Xu Huaqian, Li Xue, Zhuo Yue, Li Chunyan, Bai Chengzhi, Chen Jie, Tang Shanhong
Department of Gastroenterology, The General Hospital of Western Theater Command, Chengdu, China.
Adv Clin Exp Med. 2025 Jul;34(7):1131-1138. doi: 10.17219/acem/192624.
Acute-on-chronic liver failure (ACLF) is characterized by rapid onset, rapid development and a high short-term mortality rate. Systemic inflammation exerts an effect on the disease progression of ACLF.
The purposes of this study were to explore the clinical significance that the inflammatory response has on the disease process of hepatitis B virus acute-on-chronic liver failure (HBV-ACLF) patients, to further compare the values of different inflammation-related biomarkers in the prognosis evaluation of HBV-ACLF patients, and to combine inflammatory-related markers to establish a new prediction model.
Baseline admission data and 90-day outcomes were collected from 247 patients who met the inclusion criteria. According to the 90-day survival situation, they were divided into a survival group and a death group. The differences in baseline data and inflammation levels between the 2 groups were compared. A regression model was used to analyze the risk factors for 90-day mortality and establish a new model.
The study found that the differences between the survival group and the death group were statistically significant in terms of age, total bilirubin (Tbil), prothrombin time (PT), international standardized ratio (INR), inflammation level, and model for end-stage liver disease (MELD) series scores (p < 0.05). The monocyte-to-lymphocyte ratio (MLR)-integrated iMELD model (MLR-iMELD) can effectively predict the 90-day survival rate of HBV-ACLF patients. The area under the receiver operating characteristic (ROC) curve (AUROC) of the new model was 0.792, and the best cutoff for predicting the prognosis of 90 days for patients was -0.33 (sensitivity 0.577 and specificity 0.898).

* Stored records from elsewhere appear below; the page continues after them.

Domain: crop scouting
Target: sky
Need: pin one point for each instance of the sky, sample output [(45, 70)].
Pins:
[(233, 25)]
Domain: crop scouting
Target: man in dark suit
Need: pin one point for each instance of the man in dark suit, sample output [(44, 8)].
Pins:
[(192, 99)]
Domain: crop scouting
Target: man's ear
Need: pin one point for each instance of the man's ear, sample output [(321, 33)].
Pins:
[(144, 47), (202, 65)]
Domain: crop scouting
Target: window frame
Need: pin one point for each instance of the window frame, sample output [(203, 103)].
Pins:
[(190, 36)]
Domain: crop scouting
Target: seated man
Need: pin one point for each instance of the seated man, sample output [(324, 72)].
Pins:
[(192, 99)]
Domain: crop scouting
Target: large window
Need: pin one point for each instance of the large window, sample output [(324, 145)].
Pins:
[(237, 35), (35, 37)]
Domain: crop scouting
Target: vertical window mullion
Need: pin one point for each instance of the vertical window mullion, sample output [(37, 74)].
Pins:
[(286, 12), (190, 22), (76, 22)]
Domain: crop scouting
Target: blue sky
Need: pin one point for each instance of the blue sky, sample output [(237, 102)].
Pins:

The higher the level of inflammation in patients with HBV-ACLF, the greater the risk of 90-day death. Compared with other inflammation-related markers, the MLR-iMELD model can better predict the 90-day survival rate of HBV-ACLF patients.
慢加急性肝衰竭(ACLF)具有起病急、进展快及短期死亡率高的特点。全身炎症反应对ACLF的疾病进展有影响。

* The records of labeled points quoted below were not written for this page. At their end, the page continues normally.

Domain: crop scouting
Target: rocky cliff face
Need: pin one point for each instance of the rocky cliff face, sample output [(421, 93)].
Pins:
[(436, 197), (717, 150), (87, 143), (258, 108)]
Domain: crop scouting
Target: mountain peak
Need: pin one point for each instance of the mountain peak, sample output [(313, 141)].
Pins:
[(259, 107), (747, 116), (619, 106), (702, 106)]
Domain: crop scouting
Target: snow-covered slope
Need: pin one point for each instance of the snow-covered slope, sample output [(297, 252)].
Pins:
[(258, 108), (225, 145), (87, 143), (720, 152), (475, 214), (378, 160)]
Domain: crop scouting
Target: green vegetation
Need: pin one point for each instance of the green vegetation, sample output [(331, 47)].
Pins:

本研究旨在探讨炎症反应对乙型肝炎病毒慢加急性肝衰竭(HBV-ACLF)患者疾病进程的临床意义,进一步比较不同炎症相关生物标志物在HBV-ACLF患者预后评估中的价值,并结合炎症相关标志物建立新的预测模型。
收集247例符合纳入标准患者的基线入院数据及90天结局。根据90天生存情况,将其分为生存组和死亡组。比较两组基线数据及炎症水平的差异。采用回归模型分析90天死亡率的危险因素并建立新模型。
研究发现,生存组与死亡组在年龄、总胆红素(Tbil)﹑凝血酶原时间(PT)、国际标准化比值(INR)、炎症水平及终末期肝病模型(MELD)系列评分方面差异有统计学意义(p<0.05)。单核细胞与淋巴细胞比值(MLR)联合iMELD模型(MLR-iMELD)能有效预测HBV-ACLF患者的90天生存率。新模型的受试者工作特征曲线(ROC)下面积(AUROC)为0.792,预测患者90天预后的最佳截断值为-0.33(灵敏度0.577,特异度0.898)。
HBV-ACLF患者炎症水平越高,90天死亡风险越大。与其他炎症相关标志物相比,MLR-iMELD模型能更好地预测HBV-ACLF患者的90天生存率。